Jake and I have avoided each other, only speaking if it is necessary. I think he knows he was in the wrong but if Jake is going to keep to himself, I have no qualms being civil to him .

After my outburst, I sat down with Coach Morgan and the team, telling them my story.

Everyone was understanding and it made me realise we don’t talk about mental health enough as both men and athletes. Putting a spotlight on my own mental health as well as creating awareness is an avenue I want to pursue in the future.

The hours passed slower than ever as we counted down to the game. Jazmine, Athena, Sofia and Colton are all in the stands cheering for us. I haven’t seen them since Austin and I left our apartment a couple hours ago.

All of us are changing into our gear, the locker room is buzzing—everyone is smiling, especially those who are playing in their first championship game. Even Julian ‘Grumps’ Nunez has a slight curve on his lips.

This game day feels different than the others. With my breathing exercises included in my pre-game routine, the usual ball of nerves in my stomach has disappeared.

Coach Morgan and Dawson enter the locker room. We huddled in a circle, arms wrapping around each other’s shoulders.

“Boys, this is it. We have built our way to this game since the start of the season. It is ours to lose, so go out there and make me proud.”

I lead everyone on to the field, a bright smile lingering on my lips. The crowd screams as we fall into our positions under the bright lights. The sea of red across the stadium is endless. From this distance, I can just make out Jazmine’s figure who is standing next to my father .

Looking up to the sky, I take a deep breath. “This is for you mum,”

***

The ball leaves my hand in a perfect spiral. Austin runs onto the passes, catching it in the end zone.

The buzzer sounds.

We won.

I run straight to Austin, who has been trampled by our teammates. All of us are hugging, as other people run onto the field. We make our way to the middle of the field where the trophy is waiting. I look past it, trying to find Jazmine.

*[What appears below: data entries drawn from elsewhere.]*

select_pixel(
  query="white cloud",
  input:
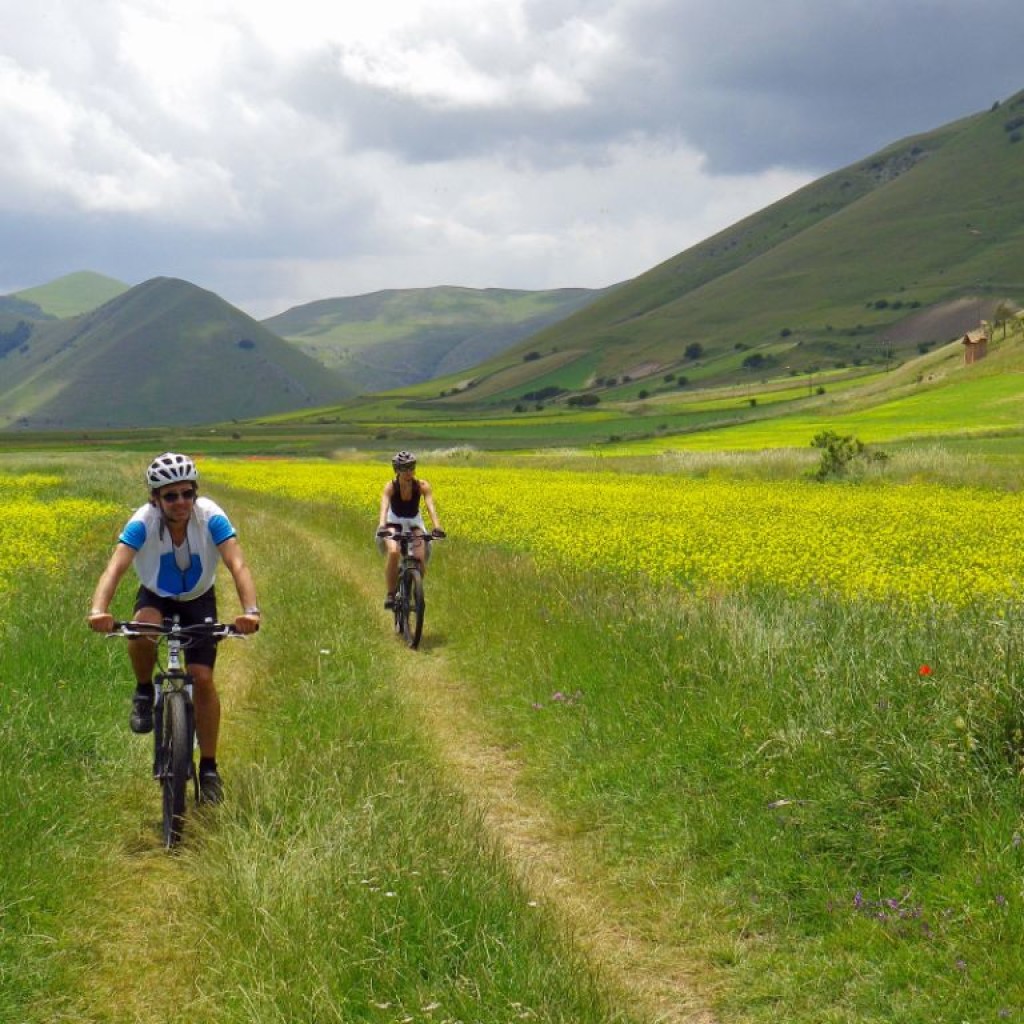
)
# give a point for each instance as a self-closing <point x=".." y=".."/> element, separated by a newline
<point x="280" y="153"/>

Once I see her, I sprint across not wanting to wait for a moment. Jazmine laughs, excited as I lift her from the ground to spin her in my arms.

I've always wanted this moment, earning a victory for myself, the team and the university. But, I never considered I would want someone to celebrate the wins with. Having Jazmine here makes the victory even sweeter.

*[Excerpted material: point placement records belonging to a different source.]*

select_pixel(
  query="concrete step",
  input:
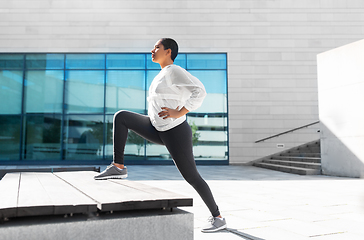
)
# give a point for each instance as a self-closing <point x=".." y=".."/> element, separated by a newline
<point x="297" y="159"/>
<point x="294" y="163"/>
<point x="298" y="154"/>
<point x="288" y="169"/>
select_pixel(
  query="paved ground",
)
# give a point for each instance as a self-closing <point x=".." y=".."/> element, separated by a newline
<point x="266" y="204"/>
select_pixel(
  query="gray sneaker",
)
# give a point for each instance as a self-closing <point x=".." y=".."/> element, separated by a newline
<point x="215" y="224"/>
<point x="112" y="172"/>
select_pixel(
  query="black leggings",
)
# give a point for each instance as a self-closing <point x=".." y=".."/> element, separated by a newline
<point x="178" y="141"/>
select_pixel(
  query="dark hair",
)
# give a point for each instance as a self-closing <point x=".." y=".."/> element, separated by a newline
<point x="169" y="43"/>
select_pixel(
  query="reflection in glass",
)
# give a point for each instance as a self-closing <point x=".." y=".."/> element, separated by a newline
<point x="84" y="137"/>
<point x="180" y="60"/>
<point x="43" y="137"/>
<point x="11" y="85"/>
<point x="84" y="91"/>
<point x="85" y="61"/>
<point x="44" y="61"/>
<point x="44" y="91"/>
<point x="125" y="90"/>
<point x="125" y="61"/>
<point x="9" y="137"/>
<point x="11" y="61"/>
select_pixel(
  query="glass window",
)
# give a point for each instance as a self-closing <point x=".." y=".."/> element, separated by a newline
<point x="69" y="101"/>
<point x="85" y="61"/>
<point x="125" y="61"/>
<point x="84" y="91"/>
<point x="151" y="74"/>
<point x="125" y="90"/>
<point x="11" y="85"/>
<point x="43" y="137"/>
<point x="44" y="61"/>
<point x="215" y="85"/>
<point x="9" y="137"/>
<point x="84" y="137"/>
<point x="44" y="91"/>
<point x="11" y="61"/>
<point x="206" y="61"/>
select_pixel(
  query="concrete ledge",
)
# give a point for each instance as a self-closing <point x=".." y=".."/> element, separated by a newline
<point x="128" y="225"/>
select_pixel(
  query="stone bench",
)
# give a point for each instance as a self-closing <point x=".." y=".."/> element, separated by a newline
<point x="72" y="205"/>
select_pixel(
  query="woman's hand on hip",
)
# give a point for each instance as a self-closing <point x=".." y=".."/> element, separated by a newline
<point x="172" y="113"/>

“What about the trophy?” Jazmine asks.

“I don’t care about the trophy. I want to celebrate with you first,”

She pulls back, placing her hands on either side of my neck. Jazmine pulls me down, smiling before kissing me. I tug her body even closer, my hands around her waist. My tongue parts her lips, slipping inside her mouth .

Fuck. I’m living the fucking dream.

Jazmine pulls back, her breath dancing along my skin. I lean down, placing my forehead against hers.

My eyes never leave hers—green orbs with specks of hazel. I’ve always felt as if I was being pulled towards Jaz but this is different.

Is this what falling in love feels like?

“I’m so proud of you,” Jaz says. “Your dad and I were so nervous. I could barely watch the final moments.”

The words create flutters in my heart. All I've ever wanted is to make my loved ones proud of me.

“Where is my dad?”

“Talking to some of your other teammates,” Jaz intertwines her hand with mine, tugging me towards my ecstatic team. “Come on, let’s get you that trophy Captain.”

My dad is talking to Coach Morgan as Jazmine and I make our way.

“That was a great game, son.” dad says.

“Thanks,”

Coach Morgan and I accept the trophy first before Austin comes over for his turn to parade it around. Not that I mind.

The only person I want to truly celebrate with has curly blonde hair, green eyes and owns my heart.